The quality of the included studies was assessed using the revised Cochrane risk of bias tool, as shown in supplementary Fig. 1. Three trials25, 27, 29 had a low risk of bias in all domains. There was no information regarding allocation concealment in two trials24, 28. Yang et al.24 had a high risk of bias resulting from missing outcome data and deviation from the intended intervention. There were some concerns regarding the selection of the reported results in three trials24, 26, 28.

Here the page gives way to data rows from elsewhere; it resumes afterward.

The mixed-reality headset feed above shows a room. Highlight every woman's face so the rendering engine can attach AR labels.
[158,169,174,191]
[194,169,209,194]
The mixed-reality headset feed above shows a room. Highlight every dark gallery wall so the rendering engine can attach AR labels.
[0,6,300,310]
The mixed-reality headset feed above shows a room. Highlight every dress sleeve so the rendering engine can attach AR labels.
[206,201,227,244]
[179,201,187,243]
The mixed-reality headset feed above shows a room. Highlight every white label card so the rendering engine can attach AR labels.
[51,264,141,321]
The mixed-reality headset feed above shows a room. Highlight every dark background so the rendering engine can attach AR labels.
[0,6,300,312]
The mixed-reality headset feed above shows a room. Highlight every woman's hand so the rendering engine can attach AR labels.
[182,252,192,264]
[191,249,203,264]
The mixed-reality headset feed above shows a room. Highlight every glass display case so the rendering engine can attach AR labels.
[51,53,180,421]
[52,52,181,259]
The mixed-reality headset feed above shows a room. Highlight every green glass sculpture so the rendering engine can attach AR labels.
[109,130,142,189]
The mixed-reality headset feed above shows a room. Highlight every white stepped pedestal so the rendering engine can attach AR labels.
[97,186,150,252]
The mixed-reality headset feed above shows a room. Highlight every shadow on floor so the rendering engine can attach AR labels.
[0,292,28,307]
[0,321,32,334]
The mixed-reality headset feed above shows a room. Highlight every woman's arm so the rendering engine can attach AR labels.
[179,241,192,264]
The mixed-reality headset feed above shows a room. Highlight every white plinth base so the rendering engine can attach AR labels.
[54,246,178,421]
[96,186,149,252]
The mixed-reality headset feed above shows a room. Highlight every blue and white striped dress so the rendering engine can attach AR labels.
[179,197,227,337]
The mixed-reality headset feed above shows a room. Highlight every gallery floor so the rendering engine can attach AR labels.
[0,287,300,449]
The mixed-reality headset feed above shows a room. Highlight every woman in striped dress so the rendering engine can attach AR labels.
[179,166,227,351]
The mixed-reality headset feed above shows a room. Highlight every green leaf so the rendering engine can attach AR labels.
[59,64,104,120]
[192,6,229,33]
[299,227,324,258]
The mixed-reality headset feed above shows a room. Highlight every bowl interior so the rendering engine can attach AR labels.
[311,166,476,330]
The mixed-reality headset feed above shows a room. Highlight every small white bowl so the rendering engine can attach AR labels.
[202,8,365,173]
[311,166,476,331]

Pairwise meta-analysis findings

Glycemic control

PEX168 as an add-on therapy to metformin was significantly superior to metformin in lowering FBG (MD = −1.20, 95% CI (−1.78,  − 0.62), p < 0.0001), HbA1c (MD = −1.01, 95% CI (−1.48,  − 0.53), p < 0.0001), and PPG (MD = −1.94, 95% CI (−2.99,  − 0.90), p = 0.0003). Pooled studies were heterogeneous for HbA1c (I2 = 76%, P = 0.04) and PPG (I2 = 82%, P = 0.004) and homogeneous for FBG (I2 = 34%, P = 0.22). PEX168 monotherapy was significantly superior to placebo in terms of FBG (MD = −2.72, 95% CI (−5.19,  − 0.25), p = 0.03) and HbA1c (MD = −0.98, 95% CI (−1.20,  − 0.77), p < 0.00001), but was statistically insignificant regarding PPG (MD = −2.97, 95% CI (−6.02, 0.09), p = 0.06). Pooled studies were homogeneous for HbA1c (I2 = 0%, P = 0.72) and heterogeneous for FBG (I2 = 98%, P < 0.00001) and PPG (I2 = 72%, P = 0.06). Table 3 shows the sample size and pairwise meta-analysis results for each outcome. Figure 2 shows the forest plots of the meta-analysis of FBG (a), HbA1c (b), and PPG (c) for each group.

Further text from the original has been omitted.